If Republicans' views were informed by evidence/data they wouldn't be Republicans.
The only pieces of evidence they'll accept is cherry-picked data that helps them confirm their already preconceived notions about the world.
Absolutely.
But I sometimes ask myself, why can't they just admit that facts don't support their beliefs?
I think it's because they don't want to acknowledge the fact that a majority of this country has different views than they do about a wide range of topics. To be more specific, they realize that a majority of people in this country don't support that their candidate or their party. A majority of people in this country are willing to vote for a non-white president or other type of political leader and don't feel threatened by that. A majority of people in this country are willing to vote for a woman or accept female leadership and don't feel threatened by that. I remember back in 1984 when Jesse Jackson and Geraldine Ferraro were considered almost 'fringe' candidates. In 1984, Reagan won by a landslide.
It's no mystery why Trump campaigned hard and succeeded in places that once produced 'Reagan Democrats.' Many of those who supported Trump in the Rust Belt either were, or would have been, Reagan Democrats. Trump won with these voters in 2016, but he won only because of the quirky electoral college. He lost the popular vote - to a woman. And an unpopular one at that.

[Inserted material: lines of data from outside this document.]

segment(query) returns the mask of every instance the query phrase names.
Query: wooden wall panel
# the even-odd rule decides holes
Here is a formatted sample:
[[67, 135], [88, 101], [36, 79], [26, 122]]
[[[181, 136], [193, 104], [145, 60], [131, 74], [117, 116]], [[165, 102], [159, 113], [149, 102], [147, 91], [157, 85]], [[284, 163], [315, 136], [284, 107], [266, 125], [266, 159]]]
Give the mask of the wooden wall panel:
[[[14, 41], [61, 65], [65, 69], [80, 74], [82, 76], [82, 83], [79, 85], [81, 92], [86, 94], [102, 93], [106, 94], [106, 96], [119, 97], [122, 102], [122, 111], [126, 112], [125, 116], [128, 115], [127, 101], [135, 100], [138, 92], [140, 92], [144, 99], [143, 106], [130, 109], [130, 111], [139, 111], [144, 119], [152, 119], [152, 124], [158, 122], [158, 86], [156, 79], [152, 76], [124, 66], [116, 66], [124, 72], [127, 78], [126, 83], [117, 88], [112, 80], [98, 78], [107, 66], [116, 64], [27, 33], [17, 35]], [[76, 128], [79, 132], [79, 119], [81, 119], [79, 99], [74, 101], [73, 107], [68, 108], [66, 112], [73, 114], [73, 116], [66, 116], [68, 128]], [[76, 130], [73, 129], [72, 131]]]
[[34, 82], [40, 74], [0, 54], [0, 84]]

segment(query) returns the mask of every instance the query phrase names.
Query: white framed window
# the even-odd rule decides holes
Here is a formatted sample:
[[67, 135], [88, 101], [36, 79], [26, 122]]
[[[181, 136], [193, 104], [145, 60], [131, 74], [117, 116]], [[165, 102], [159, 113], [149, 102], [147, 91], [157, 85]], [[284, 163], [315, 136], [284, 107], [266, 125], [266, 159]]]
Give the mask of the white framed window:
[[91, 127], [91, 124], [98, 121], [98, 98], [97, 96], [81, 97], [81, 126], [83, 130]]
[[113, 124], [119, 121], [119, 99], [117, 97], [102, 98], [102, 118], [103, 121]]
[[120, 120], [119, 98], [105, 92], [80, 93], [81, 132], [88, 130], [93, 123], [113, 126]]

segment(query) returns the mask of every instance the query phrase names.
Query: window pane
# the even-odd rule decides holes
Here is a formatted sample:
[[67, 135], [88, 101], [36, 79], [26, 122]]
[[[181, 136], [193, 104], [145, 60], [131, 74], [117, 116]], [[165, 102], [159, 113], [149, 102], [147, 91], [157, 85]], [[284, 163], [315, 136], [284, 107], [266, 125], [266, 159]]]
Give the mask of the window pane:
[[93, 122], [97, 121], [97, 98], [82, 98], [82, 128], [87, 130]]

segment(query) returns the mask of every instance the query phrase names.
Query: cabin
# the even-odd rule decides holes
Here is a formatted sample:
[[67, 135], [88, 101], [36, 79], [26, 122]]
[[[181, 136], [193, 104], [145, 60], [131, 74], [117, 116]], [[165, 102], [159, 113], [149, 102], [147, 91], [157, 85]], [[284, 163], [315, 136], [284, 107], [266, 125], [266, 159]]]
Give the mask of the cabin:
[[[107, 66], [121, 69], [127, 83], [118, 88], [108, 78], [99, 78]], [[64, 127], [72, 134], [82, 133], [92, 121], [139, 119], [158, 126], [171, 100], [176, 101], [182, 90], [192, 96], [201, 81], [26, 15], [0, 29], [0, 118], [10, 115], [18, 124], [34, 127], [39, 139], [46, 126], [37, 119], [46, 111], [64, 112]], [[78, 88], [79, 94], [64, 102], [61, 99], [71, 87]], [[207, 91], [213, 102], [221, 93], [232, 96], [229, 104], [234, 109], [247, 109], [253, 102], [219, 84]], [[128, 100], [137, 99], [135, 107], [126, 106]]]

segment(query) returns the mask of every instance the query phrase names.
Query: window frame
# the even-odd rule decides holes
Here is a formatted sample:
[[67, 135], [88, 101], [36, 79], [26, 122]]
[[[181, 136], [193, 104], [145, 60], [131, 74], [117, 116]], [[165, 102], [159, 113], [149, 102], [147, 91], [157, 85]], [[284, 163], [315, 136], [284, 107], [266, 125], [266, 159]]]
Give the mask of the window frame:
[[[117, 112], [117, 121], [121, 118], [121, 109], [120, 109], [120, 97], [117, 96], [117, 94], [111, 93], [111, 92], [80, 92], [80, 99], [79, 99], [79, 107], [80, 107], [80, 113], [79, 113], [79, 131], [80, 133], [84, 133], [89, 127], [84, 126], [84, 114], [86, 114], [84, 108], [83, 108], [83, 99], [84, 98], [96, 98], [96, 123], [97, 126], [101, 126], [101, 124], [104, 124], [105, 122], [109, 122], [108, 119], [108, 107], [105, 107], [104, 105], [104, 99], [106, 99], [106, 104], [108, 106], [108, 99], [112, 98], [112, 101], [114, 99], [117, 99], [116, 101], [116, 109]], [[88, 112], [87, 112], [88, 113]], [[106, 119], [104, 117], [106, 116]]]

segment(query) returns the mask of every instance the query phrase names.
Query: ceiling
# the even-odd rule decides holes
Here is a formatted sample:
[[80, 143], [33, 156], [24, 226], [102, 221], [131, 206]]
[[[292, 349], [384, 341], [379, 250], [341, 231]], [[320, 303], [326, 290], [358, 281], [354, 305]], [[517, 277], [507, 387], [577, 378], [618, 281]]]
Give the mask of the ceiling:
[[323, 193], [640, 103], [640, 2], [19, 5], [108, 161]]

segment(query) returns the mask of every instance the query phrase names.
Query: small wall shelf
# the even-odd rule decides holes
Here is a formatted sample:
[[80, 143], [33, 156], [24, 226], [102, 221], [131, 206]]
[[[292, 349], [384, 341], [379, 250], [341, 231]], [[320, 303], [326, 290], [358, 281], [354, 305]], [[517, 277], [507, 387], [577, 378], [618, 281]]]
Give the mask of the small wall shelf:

What can be seen, thus, is that the Reagan voters still exist, but they are outnumbered by those with different views. Those conservatives that still believe in data and numbers almost certainly had to know this going into the 2020 campaign, which is why the messaging came out way early in Trump Land to create the narrative that Trump would be winning but that Democrats would find a way to magically pull ahead in supposedly bogus mail-in returns in the days following election day. OTOH, there are those that simply don't believe that a Democrats could possibly be more popular than a conservative candidate and who probably are just content to live in a world of conspiracy theories.
When it all gets distilled, I think the MAGA conservatives either believe that Biden somehow officially won, but that he shouldn't have. They believe that he only won because Democrats spent years bringing tens of millions of immigrants into the country to dilute the white vote, that they corrupt Black and Brown voters with promises of welfare expansion, and that the "MSM" is a propaganda ministry for the DNC. In other words, yes, they get that the vote totals say that their guy lost, but Democrats "cheated", and the results shouldn't stand. Their country was "stolen" from them. Similarly, among those who just flatly refuse to believe that Trump could have lost, "reality" is whatever their social media feed says it is.
Either way, it's easy to concoct a justification for believing in the big lie. One doesn't even have to sincerely believe in it; they just have to believe that they, as voters, were somehow deprived of something (in this case, political power). When people believe that they belong at the top of the social hierarchy because America's supposedly a country that was founded by white Christian straight men, the realization that other people don't see it that way is going to be difficult to reconcile. In biology and in nature, there is scarcity - lack of territory, lack of access to water and food - lack of reproductive prospects. In modern, complex civilizations, lack of power is another very real kind of scarcity. It can be dangerous when people of one group believe they've been somehow encroached up or deprived by "others".